2o Qu’il existe une substance (celle que saisit immédiatement l’intuition de la conscience, Cogito), laquelle exclut l’essence de l’étendue.

3o Ma substance a diverses facultés qui sont comme ses modes ; par exemple, la faculté d’imaginer, celle de sentir.

4o Je connais la faculté de changer de lieu, de prendre différentes situations. Ces facultés supposent, comme les précédentes, une substance ; mais, dans leur concept clair et distinct, il y a une sorte d’extension qui se trouve contenue, mais point du tout d’intelligence. Voilà la substance matérielle démontrée.

5o La faculté de produire en moi des sensations ne peut être en moi qui ne suis qu’une chose qui pense ; car elle ne présuppose point ma pensée et de plus ces idées sensibles me sont souvent représentées sans que j’y contribue en aucune façon. Elle doit donc être en quelque substance qui n’est pas Dieu, ni un esprit comme le mien ; car l’inclination à croire qu’elle est dans une substance corporelle est une de ces dispositions créées en moi par Dieu même et qui constituent ma nature. Or ce que la nature m’enseigne contient nécessairement quelque vérité.

Ici une discussion commence : qu’est-ce proprement que ma nature ?

Descartes donne d’abord une définition générale : par ma nature, je n’entends autre chose que la complexion ou l’assemblage de toutes les choses que Dieu m’a données. L’un des enseignements de la nature, c’est que j’ai un corps qui est mal disposé quand je sens de la douleur, qui a besoin de manger, de boire, etc.
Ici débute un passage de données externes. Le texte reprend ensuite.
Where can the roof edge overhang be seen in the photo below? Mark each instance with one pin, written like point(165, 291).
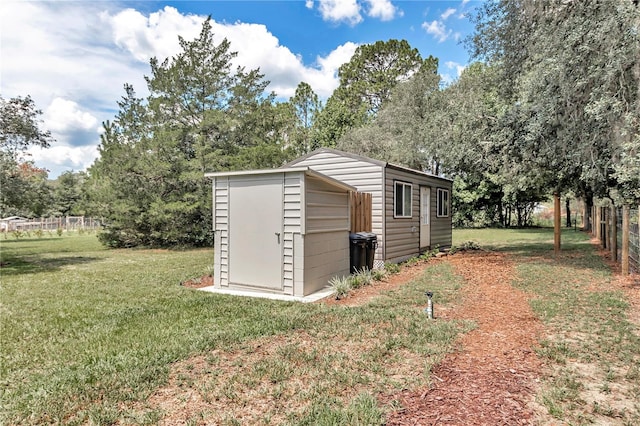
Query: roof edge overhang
point(417, 172)
point(306, 170)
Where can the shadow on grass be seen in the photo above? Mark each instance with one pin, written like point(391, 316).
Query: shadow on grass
point(17, 266)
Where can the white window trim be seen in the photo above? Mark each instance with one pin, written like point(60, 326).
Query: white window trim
point(443, 210)
point(395, 198)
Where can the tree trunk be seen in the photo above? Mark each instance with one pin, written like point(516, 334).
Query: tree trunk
point(556, 223)
point(625, 240)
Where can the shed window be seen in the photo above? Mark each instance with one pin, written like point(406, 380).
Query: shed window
point(402, 198)
point(443, 203)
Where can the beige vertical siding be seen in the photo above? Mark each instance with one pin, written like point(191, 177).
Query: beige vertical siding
point(326, 239)
point(292, 217)
point(364, 176)
point(221, 229)
point(327, 208)
point(326, 255)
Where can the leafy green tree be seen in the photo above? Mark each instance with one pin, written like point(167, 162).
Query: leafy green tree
point(23, 185)
point(366, 82)
point(69, 196)
point(201, 115)
point(306, 106)
point(571, 75)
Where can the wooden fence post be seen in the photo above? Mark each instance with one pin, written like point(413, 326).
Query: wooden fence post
point(614, 234)
point(625, 239)
point(556, 223)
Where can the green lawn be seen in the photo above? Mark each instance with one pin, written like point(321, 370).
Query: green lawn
point(592, 350)
point(88, 334)
point(87, 331)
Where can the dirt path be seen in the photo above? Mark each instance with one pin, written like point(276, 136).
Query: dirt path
point(493, 378)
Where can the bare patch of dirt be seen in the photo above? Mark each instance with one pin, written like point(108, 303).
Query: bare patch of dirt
point(491, 380)
point(364, 294)
point(200, 282)
point(494, 376)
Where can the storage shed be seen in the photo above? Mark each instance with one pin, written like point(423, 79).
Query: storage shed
point(410, 211)
point(283, 231)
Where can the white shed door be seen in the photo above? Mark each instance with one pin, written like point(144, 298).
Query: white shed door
point(425, 211)
point(255, 232)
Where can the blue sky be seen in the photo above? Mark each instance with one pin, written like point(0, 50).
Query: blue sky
point(73, 57)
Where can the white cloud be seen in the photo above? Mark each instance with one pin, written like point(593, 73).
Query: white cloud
point(382, 9)
point(447, 13)
point(73, 58)
point(455, 66)
point(149, 36)
point(340, 11)
point(153, 36)
point(59, 159)
point(63, 116)
point(437, 29)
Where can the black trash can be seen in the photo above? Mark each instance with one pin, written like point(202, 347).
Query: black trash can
point(362, 248)
point(357, 252)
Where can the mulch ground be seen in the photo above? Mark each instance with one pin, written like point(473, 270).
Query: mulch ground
point(492, 379)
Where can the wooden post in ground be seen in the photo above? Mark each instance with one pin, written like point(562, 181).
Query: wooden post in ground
point(556, 223)
point(614, 234)
point(625, 239)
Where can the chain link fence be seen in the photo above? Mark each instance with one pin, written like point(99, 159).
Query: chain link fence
point(67, 223)
point(634, 239)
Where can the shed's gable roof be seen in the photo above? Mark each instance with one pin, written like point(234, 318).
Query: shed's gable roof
point(358, 157)
point(307, 171)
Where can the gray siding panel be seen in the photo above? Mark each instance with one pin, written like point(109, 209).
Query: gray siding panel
point(403, 234)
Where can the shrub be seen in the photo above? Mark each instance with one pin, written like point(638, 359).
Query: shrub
point(378, 274)
point(341, 286)
point(391, 268)
point(361, 277)
point(467, 245)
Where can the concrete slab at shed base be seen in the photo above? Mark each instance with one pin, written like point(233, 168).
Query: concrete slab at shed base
point(313, 297)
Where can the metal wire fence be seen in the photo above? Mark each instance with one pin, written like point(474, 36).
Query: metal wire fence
point(634, 239)
point(66, 223)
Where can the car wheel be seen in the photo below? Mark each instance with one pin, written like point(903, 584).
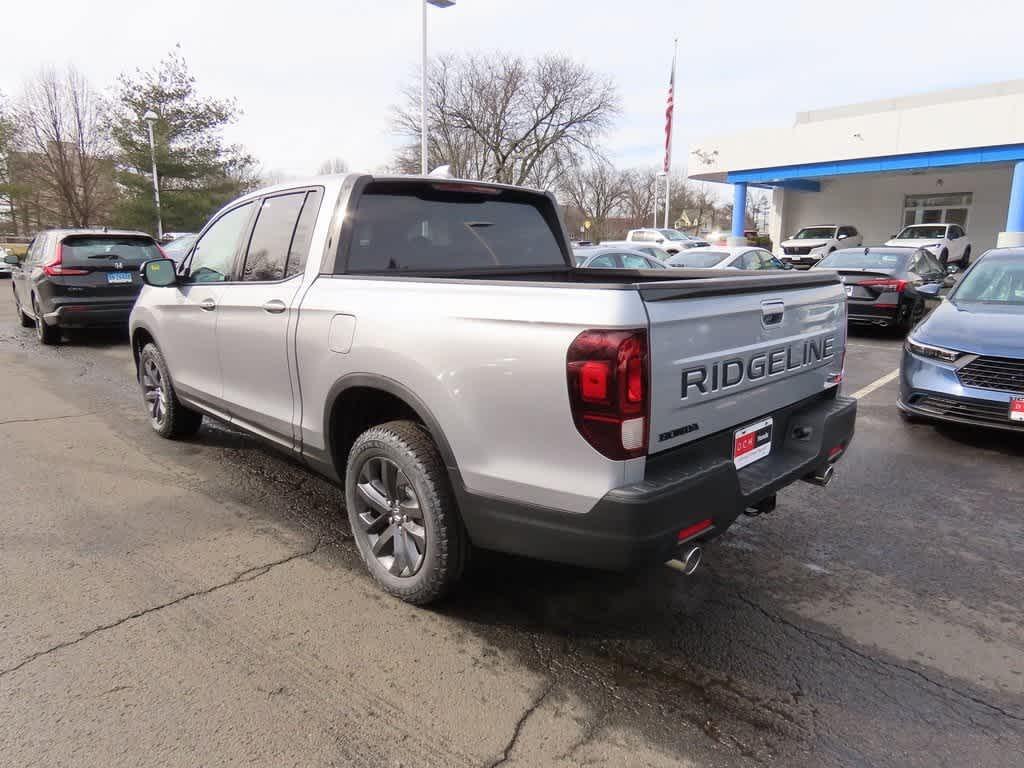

D’où l’union très intime des deux substances, corps et âme.

Un autre enseignement de la nature, c’est qu’il y a des corps autour du mien, desquels j’ai à poursuivre les uns et à fuir les autres.

Si maintenant, d’une façon plus restreinte, j’appelle nature, en cette discussion, les choses que Dieu m’a données en tant que je suis composé d’une âme et d’un corps, tout ce que la nature m’enseigne à ce point de vue, c’est qu’il y a des choses à rechercher ou à éviter ; quant à ce que ces choses sont en elles-mêmes, c’est à l’esprit seul, non au composé de l’esprit et du corps, qu’il appartient de le connaître.

La nature, qui est l’œuvre de Dieu, ne saurait me tromper, tant que je m’en tiens à ce qu’elle me fait connaître clairement et distinctement ; comment donc nous induit-elle parfois en des erreurs funestes ? C’est ainsi qu’elle inspire à l’hydropique un désir de boire, dont la satisfaction ne fait qu’aggraver son mal.

Descartes accorde que, dans certaines circonstances, la nature nous trompe, mais en vertu d’une cause accidentelle, exceptionnelle, qui provoque les mêmes mouvements physiques, par suite les mêmes sentiments que la cause véritable instituée par Dieu. L’erreur ne sera donc jamais qu’accidentelle, et je ne puis plus craindre « qu’il se rencontre de la fausseté dans les choses qui me sont le plus ordinairement (quotidie, dans le texte latin) représentées par mes sens ».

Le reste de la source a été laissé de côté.